Erschreckende Bilder

Afghanischer Arzt berichtet über Lage in seinem Herkunftsland

Detmold. Der Raum war komplett mit Zuhörern besetzt - so groß war das Interesse an dem Bericht von Dr. Ataullah Zulfacar über die humanitäre Lage in seinem Heimatland Afghanistan.
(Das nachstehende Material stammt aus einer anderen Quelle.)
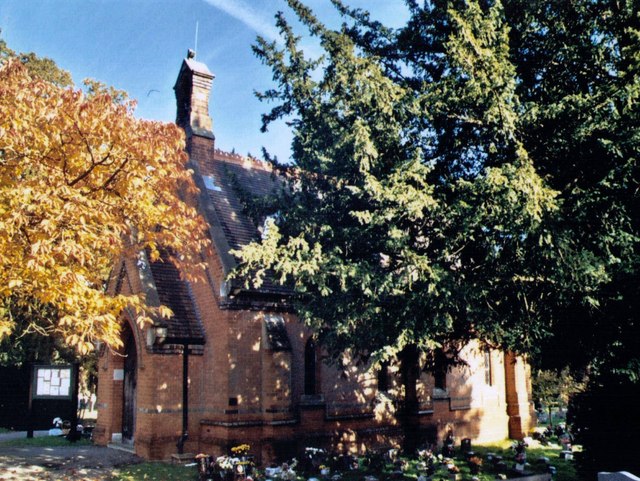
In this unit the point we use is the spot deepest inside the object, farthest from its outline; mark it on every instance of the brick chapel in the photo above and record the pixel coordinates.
(235, 366)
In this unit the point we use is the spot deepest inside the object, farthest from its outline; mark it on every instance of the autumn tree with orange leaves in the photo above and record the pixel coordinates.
(83, 181)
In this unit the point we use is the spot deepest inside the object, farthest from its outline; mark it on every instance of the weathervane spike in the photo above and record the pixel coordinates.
(195, 48)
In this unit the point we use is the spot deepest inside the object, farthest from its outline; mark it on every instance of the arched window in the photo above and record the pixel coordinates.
(383, 377)
(488, 374)
(310, 365)
(440, 369)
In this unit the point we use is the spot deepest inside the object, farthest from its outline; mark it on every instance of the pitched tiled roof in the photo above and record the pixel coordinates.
(174, 292)
(230, 172)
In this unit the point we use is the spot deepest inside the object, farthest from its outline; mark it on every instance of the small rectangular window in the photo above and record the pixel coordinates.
(487, 368)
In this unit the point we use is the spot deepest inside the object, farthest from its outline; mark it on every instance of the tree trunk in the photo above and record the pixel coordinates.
(409, 369)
Der pensionierte Detmolder Arzt engagiert sich seit langem im „Ärzteverein für Afghanische Flüchtlinge“ (AFAF e.V.) und betreut medizinische und soziale Projekte unter anderem für inländische Flüchtlinge in Afghanistan. Von seiner letzten Reise konnte Dr. Zulfacar wenig Hoffnungsvolles berichten. Er erläuterte, dass die großen Städte, in die die Menschen geflohen seien, in keinster Weise über die nötige Infrastruktur verfügen würden, um so vielen Menschen Lebensmöglichkeiten zu bieten. Er zeigte erschreckende Bilder von den Zelten und Hütten der geflüchteten Menschen, in denen sie vor sich hin vegetieren müssten: „Die Menschen sind schon froh, wenn sie im Winter nicht erfroren und verhungert sind. Die Verdienstmöglichkeiten sind sehr gering. Selbst Hochschulabsolventen haben Schwierigkeiten, Arbeit zu finden.“ Darüber hinaus berichtete Dr. Zulfacar aufgrund der Erfahrungen der eigenen Projektarbeit, dass staatliche Hilfsgelder und Projekte im Sumpf der Korruption und wegen der Bürgerkriegssituation nicht bei den hilfebedürftigen Menschen ankommen. Auch sei die Sicherheit selbst in den von der Regierung kontrollierten Gebieten gefährdet, da staatliche Institutionen und Organisationen mit Spitzeln und Kollaborateuren durchsetzt seien, die für die Taliban und andere Antiregierungsgruppen arbeiteten.

Diese Schilderungen lösten im Publikum große Besorgnis aus. Viele der Zuhörer sind von der Situation direkt betroffen: Junge Afghanen, die zum Teil in deutschen Pflegefamilien leben und mit ihren Pflegeeltern gekommen waren. Sie hätten oft schon kurz nach ihrem achtzehnten Geburtstag ihre Ablehnung erhalten, denn dann entfalle der besondere Schutz für Minderjährige: „Dies ist sehr widersprüchlich, denn auf der einen Seite wird jungen Volljährigen weitere Hilfe und damit ein gewisser Schutz in Deutschland gewährt, auf der anderen Seite droht ihnen die Abschiebung in eine Situation, in denen ihre Sicherheit und das Überleben bedroht ist“, kommentierte Dr. Katharina Kleine Vennekate während ihrer Moderation die Diskussion.

Im Laufe der Diskussion wurde die Forderung von Dieter Bökemeier, Pfarrer für Flucht und Migration der Lippischen Landeskirche, nach einem Abschiebestopp für Afghanen von den Teilnehmenden immer wieder unterstützt. „Eine Abschiebung nach Afghanistan ist humanitär zurzeit nicht zu rechtfertigen,“ stellte Dieter Bökemeier fest.  Er warb außerdem dafür, dass jungen Afghanen eine weitere Bleibeperspektive ermöglicht werde durch die Erlaubnis, eine Ausbildung beginnen zu können.